Chez Promutuel, Guy Lecours indique que les relations sont très bonnes entre les préventionnistes de l’assureur et les entrepreneurs agricoles.

« Ce sont des gens qui ont beaucoup de compétence et d’expérience, ils sont proches du milieu agricole, ils le connaissent. Je pense que la négociation se passe bien, les gens savent de quoi ils parlent.
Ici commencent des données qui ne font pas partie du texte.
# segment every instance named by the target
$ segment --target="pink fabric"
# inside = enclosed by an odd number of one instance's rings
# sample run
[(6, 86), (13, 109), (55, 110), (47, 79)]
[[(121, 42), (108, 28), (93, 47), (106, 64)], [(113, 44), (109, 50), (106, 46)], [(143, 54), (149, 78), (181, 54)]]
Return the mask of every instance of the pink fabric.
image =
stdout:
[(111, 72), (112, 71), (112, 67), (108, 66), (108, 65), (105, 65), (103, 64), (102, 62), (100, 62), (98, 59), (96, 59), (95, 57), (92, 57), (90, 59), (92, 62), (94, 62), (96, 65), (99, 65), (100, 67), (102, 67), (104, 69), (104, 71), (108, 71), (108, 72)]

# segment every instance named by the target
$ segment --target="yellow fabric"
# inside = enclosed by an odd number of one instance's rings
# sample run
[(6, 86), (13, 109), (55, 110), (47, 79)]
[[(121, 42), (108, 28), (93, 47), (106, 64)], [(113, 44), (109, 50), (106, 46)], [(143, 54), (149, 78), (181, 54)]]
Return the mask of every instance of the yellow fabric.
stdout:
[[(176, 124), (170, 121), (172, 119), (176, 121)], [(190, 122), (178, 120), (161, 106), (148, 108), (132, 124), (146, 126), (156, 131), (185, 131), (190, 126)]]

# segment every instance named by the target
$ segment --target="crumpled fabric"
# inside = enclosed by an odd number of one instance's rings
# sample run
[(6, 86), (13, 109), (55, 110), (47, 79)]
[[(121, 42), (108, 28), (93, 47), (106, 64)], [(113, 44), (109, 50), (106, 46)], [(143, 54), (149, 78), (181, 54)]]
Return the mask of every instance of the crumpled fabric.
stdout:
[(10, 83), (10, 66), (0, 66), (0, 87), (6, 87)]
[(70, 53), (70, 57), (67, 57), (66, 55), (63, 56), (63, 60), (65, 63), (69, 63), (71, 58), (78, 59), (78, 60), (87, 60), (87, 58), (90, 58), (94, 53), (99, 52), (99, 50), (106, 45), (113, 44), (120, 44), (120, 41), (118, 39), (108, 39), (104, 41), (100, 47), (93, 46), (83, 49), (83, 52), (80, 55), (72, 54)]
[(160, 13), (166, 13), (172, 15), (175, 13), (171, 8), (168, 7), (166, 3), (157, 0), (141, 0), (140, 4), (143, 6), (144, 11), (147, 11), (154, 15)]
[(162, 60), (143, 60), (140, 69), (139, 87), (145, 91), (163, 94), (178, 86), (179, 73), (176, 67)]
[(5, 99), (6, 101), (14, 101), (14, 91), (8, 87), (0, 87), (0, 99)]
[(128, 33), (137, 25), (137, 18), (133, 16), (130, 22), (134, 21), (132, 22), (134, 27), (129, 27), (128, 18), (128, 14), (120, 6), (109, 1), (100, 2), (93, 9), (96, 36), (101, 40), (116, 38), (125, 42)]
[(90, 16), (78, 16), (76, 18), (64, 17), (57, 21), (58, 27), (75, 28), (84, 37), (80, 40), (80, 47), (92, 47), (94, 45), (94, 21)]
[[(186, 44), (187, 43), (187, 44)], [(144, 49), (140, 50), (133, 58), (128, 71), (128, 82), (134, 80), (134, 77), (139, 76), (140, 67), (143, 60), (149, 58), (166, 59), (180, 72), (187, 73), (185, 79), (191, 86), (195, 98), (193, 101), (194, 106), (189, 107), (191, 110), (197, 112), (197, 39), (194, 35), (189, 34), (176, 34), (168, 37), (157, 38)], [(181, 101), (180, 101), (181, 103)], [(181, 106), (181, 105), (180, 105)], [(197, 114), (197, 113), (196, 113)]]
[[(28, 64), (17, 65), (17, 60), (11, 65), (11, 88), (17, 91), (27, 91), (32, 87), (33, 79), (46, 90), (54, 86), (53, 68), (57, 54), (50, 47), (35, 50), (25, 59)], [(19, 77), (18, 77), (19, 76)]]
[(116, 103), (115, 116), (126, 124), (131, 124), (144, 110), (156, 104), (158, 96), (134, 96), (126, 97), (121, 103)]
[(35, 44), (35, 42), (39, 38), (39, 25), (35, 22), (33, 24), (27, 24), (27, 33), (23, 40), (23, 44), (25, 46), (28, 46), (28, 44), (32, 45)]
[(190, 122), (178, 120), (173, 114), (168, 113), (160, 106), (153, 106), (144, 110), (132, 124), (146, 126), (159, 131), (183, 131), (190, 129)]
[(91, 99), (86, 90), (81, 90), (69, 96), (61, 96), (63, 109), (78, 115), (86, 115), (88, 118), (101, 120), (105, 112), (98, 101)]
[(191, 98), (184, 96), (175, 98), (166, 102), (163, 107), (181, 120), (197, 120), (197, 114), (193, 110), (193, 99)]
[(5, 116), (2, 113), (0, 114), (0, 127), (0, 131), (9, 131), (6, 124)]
L’idée est de faire en sorte que le risque est adéquat, on ne tombe pas non plus dans les exigences de la perfection en demandant des choses farfelues ou impossibles à réaliser », dit-il.

Chez Intact Assurance, on compte sur une équipe d’experts en prévention incluant des spécialistes du secteur agricole, indique Nadine Hudon-Paquette. « Nous soutenons nos assurés dans la mise en place d’actions concrètes visant à gérer les risques de façon proactive pour ainsi diminuer le nombre de sinistres », dit-elle.

Mme Hudon Paquette ajoute que les préventionnistes du secteur agricole travaillent présentement à installer des appareils de détection des anomalies électriques, afin de diminuer significativement la fréquence des sinistres.